ズワイガニとタラバガニの違い

蟹には種類が多くありますが、日本で特によく食されているのは、ズワイガニとタラバガニです。
ここでは、それぞれの違いや特徴についてご紹介します。

まずはズワイガニですが、これは細長いハサミと足が合計10本あることが特徴の蟹です。
長い分、食べ応えがあるため人気となっています。しかも殻のトゲが少ない上に、殻からすっぽりと身が抜けます。つまり食べやすいということですから、その点も人気の理由となっています。
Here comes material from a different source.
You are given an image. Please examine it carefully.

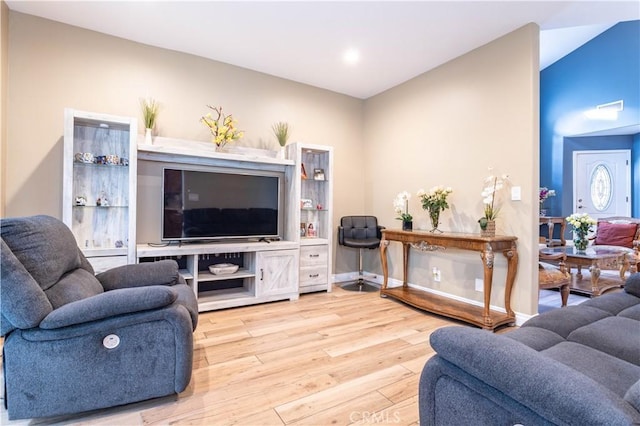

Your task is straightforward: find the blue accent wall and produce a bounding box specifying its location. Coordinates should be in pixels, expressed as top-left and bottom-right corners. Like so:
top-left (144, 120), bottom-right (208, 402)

top-left (540, 21), bottom-right (640, 217)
加えてズワイガニの身は、味が濃厚な上に、ほんのりとした甘みがあります。甲羅の内側には、味噌もギュッと詰まっているので、その独特の旨味を好む人からも、ズワイガニは注目されています。

ちなみに、蟹の中でも特に質が良いことで知られている越前ガニや松葉ガニは、いずれもこのズワイガニです。
越前ガニは、越前地方で水揚げされることからそう呼ばれています。そして松葉ガニは、京都から鳥取にかけての日本海側で水揚げされます。かつて漁師が、松葉で焼いて食べたことから、松葉ガニと呼ばれるようになったと言われています。

一方タラバガニは、ゴツゴツとした硬い甲羅や殻に覆われた蟹です。正確には、蟹ではなくヤドカリの仲間です。足の数も、正真正銘の蟹のズワイガニと異なっていて、ハサミを加えても合計8本です。

しかし体が大きく、中には1メートルを超える大きさのタラバガニもいます。トゲが多い分、堂々として見えるので、タラバガニはヤドカリの一種でありながらも、蟹の王様と呼ばれています。

しかもそのトゲだらけの殻の中には、弾力のあるプリプリとした身が、隅々にまでぎっしりと詰まっています。掻き出しながらたっぷりと食べることができますし、風味も上品なので、その点からもタラバガニは、蟹の王様として愛されているのです。

ただし、味噌はほとんどありません。そのため、蟹の身を食べることが好きという人にはタラバガニが、身に加えて味噌も食べたいという人にはズワイガニがおすすめと言えます。